Sonne nimmt sich Ruhephasen

Die Sonne strahlt nicht immer gleich hell: In einem etwa elfjährigen Zyklus wechseln sich Phasen hoher Aktivität, in denen unser Zentralgestirn besonders viel Strahlung und Teilchen zur Erde sendet, mit vergleichsweise ruhigen Phasen ab. Sichtbares Zeichen dieses Zyklus sind die dunklen Sonnenflecken, die man zum Teil sogar mit bloßem Auge erkennen kann. Gibt es viele dieser Flecken, ist die Sonne magnetisch besonders aktiv und strahlt somit sehr hell.

Britische Wetteraufzeichnungen ausgewertet

Dass sich der Sonnenzyklus auch auf die Temperaturen auf der Erde auswirkt, ist seit längerem bekannt. So fallen besonders kalte Phasen der Erdgeschichte – etwa das so genannte Maunder-Minimum am Ende des 17. Jahrhunderts – mit Phasen schwacher Sonnenaktivität zusammen. In ihrer neuen Studie haben die Wissenschaftler der Universität von Reading, des Rutherford Appleton Laboratory im britischen Oxfordshire und vom Max-Planck-Institut für Sonnensystemforschung in Katlenburg-Lindau nun britische Wetteraufzeichnungen, die bis 1659 zurückreichen, mit der Sonnenaktivität im selben Zeitraum verglichen und statistisch ausgewertet.
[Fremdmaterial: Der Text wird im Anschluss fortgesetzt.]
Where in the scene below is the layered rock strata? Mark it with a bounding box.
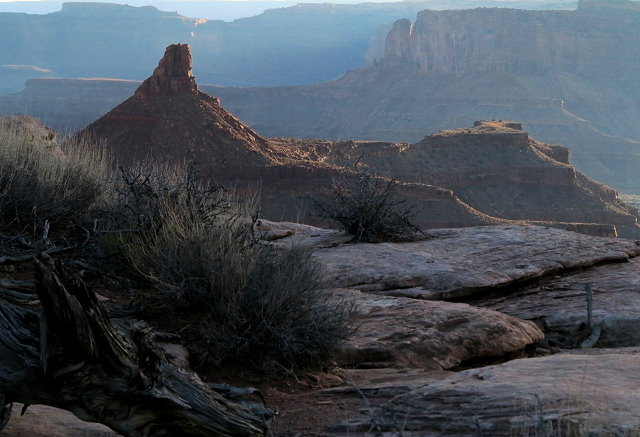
[383,1,640,77]
[264,222,640,434]
[73,44,279,169]
[71,44,499,230]
[283,121,640,238]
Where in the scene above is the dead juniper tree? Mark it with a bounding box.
[0,252,273,436]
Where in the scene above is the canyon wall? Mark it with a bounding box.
[0,0,584,94]
[383,1,640,77]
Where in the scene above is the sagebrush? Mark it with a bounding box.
[314,167,422,243]
[105,162,353,371]
[0,118,353,372]
[0,119,108,233]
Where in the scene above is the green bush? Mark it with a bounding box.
[106,162,353,371]
[0,119,108,232]
[314,167,422,243]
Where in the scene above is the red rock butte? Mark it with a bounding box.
[74,43,281,169]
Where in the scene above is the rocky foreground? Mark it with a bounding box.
[5,223,640,435]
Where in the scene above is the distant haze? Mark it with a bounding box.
[0,0,402,21]
[0,0,586,21]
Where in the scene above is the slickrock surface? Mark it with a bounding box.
[477,256,640,348]
[313,225,640,300]
[2,404,119,437]
[330,348,640,436]
[333,288,543,369]
[5,222,640,435]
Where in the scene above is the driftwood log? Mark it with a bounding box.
[0,252,272,436]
Als Maß für die Sonnenaktivität diente dabei die Stärke des solaren Magnetfeldes, das bis zur Erde reicht und dort kleine Schwankungen im irdischen Magnetfeld auslöst. Da ausreichend verlässliche Messdaten zum Magnetfeld der Sonne erst seit etwa 1900 vorliegen, rekonstruierten die Forscher ältere Werte mithilfe von Computersimulationen.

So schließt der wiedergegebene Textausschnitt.